When things go wrong — and they will — Ottawa points at provinces: "you selected them." Provinces point at Ottawa: "you didn't fund the infrastructure." The people in the middle wait while two levels of government argue about whose budget line this falls under.
We've been doing this dance on healthcare for decades. Immigration is about to get the same treatment.
Why I Still Think It's Right
Here's where I land.
A system where the person making the decision has to live with the outcome is always better than a system where they don't.
That's the case for the provincial download in one sentence. Everything else is details.
I watched the federal model fail the Start-Up Visa. I watched it fail the communities that absorbed people Ottawa selected without asking.
I watched it fail the founders who did everything right and still got stuck behind 49,000 applications, half of them fake.
The failure wasn't the people. It wasn't the numbers. It was the architecture. The decision was disconnected from the consequence. And when that's the design, the design fails. Every time.
Provinces will make mistakes. Some of them will make big ones. But they'll feel those mistakes immediately — in their hospitals, in their schools, in their housing markets, in their next election.
Ottawa took twenty years to correct. Provinces won't have that luxury. Their voters won't give it to them.
What "Moving to Canada" Means Now
This is the part I think about most.
Under the old model, you were moving to Canada.
Under the new model, you're moving to Alberta. Or Nova Scotia. Or Ontario.
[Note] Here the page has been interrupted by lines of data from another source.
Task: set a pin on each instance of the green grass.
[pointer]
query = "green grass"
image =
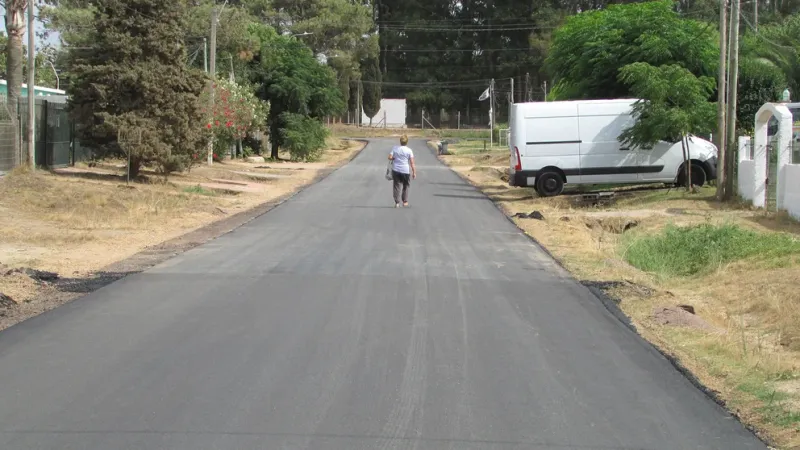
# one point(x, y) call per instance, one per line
point(199, 190)
point(701, 249)
point(774, 402)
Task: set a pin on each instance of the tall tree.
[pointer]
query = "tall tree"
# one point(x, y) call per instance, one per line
point(590, 49)
point(294, 82)
point(371, 97)
point(131, 78)
point(15, 27)
point(673, 103)
point(340, 32)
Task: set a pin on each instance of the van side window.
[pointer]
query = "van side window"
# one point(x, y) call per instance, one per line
point(604, 129)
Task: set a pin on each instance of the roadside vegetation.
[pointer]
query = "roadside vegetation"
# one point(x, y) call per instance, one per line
point(77, 224)
point(661, 252)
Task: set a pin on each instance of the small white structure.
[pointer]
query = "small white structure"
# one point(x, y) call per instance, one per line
point(753, 166)
point(391, 115)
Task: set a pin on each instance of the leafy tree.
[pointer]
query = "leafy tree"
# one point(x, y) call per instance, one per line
point(371, 97)
point(779, 45)
point(760, 82)
point(588, 52)
point(293, 81)
point(237, 112)
point(303, 136)
point(673, 104)
point(339, 30)
point(127, 79)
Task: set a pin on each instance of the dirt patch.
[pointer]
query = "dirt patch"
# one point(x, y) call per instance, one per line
point(677, 316)
point(106, 231)
point(616, 225)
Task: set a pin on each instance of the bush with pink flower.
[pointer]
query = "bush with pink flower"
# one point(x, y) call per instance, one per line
point(236, 113)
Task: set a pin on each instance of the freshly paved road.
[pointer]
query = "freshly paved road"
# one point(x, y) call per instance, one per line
point(336, 322)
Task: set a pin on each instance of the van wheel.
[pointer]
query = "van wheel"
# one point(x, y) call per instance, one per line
point(549, 184)
point(699, 176)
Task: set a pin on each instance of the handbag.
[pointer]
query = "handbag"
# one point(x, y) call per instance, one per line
point(389, 171)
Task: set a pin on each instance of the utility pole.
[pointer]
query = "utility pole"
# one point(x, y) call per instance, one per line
point(31, 91)
point(755, 15)
point(527, 87)
point(213, 64)
point(491, 114)
point(205, 55)
point(358, 106)
point(733, 81)
point(721, 104)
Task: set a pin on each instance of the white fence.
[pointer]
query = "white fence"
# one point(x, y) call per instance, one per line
point(766, 159)
point(391, 115)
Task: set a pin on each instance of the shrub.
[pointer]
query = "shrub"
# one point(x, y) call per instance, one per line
point(697, 250)
point(759, 82)
point(303, 137)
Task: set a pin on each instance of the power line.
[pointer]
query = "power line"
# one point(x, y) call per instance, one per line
point(465, 29)
point(441, 50)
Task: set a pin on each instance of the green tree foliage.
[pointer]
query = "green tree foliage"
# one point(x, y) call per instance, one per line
point(341, 31)
point(590, 49)
point(293, 81)
point(778, 44)
point(303, 136)
point(759, 82)
point(673, 103)
point(127, 79)
point(372, 89)
point(235, 45)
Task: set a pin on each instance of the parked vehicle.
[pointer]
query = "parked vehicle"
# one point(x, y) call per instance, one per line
point(576, 142)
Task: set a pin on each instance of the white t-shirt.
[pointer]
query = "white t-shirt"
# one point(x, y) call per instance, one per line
point(402, 159)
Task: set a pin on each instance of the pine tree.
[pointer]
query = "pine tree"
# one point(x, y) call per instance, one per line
point(371, 98)
point(132, 78)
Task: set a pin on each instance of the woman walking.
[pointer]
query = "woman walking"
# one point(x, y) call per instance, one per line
point(403, 171)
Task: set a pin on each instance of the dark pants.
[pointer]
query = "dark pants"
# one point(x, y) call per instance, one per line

The country is the same but the proposition is completely different. The province that selects you is the province that's betting on you. That relationship is more real than anything the federal system ever offered.
When Ottawa approved your application, nobody in Ottawa cared whether you succeeded. You were a line item. When a province nominates you, that province has a stake in your outcome. You're part of their economic plan, their population strategy, their political accountability.
That's not a processing number. That's a bet.
I came to this country as a line item. An 18-year-old from China who showed up because the point score worked out. Nobody in Ottawa selected me because they thought George Pu would build something here. The system processed me. I happened to land in a place that worked.
Not everyone gets that lucky. And a system that depends on luck isn't a system. It's a lottery.
The provincial model is an attempt to replace the lottery with a bet. A province looking at a person and saying: we want you, specifically, for a reason. Come here. We're investing in this working.
That's better. Not perfect. But better.
The Pattern Underneath
I keep seeing the same thing everywhere I look.
Centralized systems built for a simpler era breaking under the weight of complexity. And the fix — every time — is pushing the decision closer to the consequence. Shorten the feedback loop. Let the people who live with the outcome make the call.
The Start-Up Visa failed because Ottawa tried to select entrepreneurs from the center. The provincial download succeeds — if it succeeds — because the person making the selection lives in the community that absorbs the outcome.
It's the same principle at every scale. The companies that push decision-making to the edges survive disruption. The countries that build their own infrastructure instead of depending on someone else's maintain sovereignty. The systems that shorten the distance between choice and consequence adapt. The ones that don't, break.
Canada's immigration architecture just crossed that threshold. The federal model couldn't keep up.
The provincial model might.
The transition will be messy. Some provinces will botch it. The fraud will follow the money. And millions of people caught in the old system will pay the price of a transition they didn't ask for.
But the principle underneath is sound.
The people who choose should be the people who live with the choice.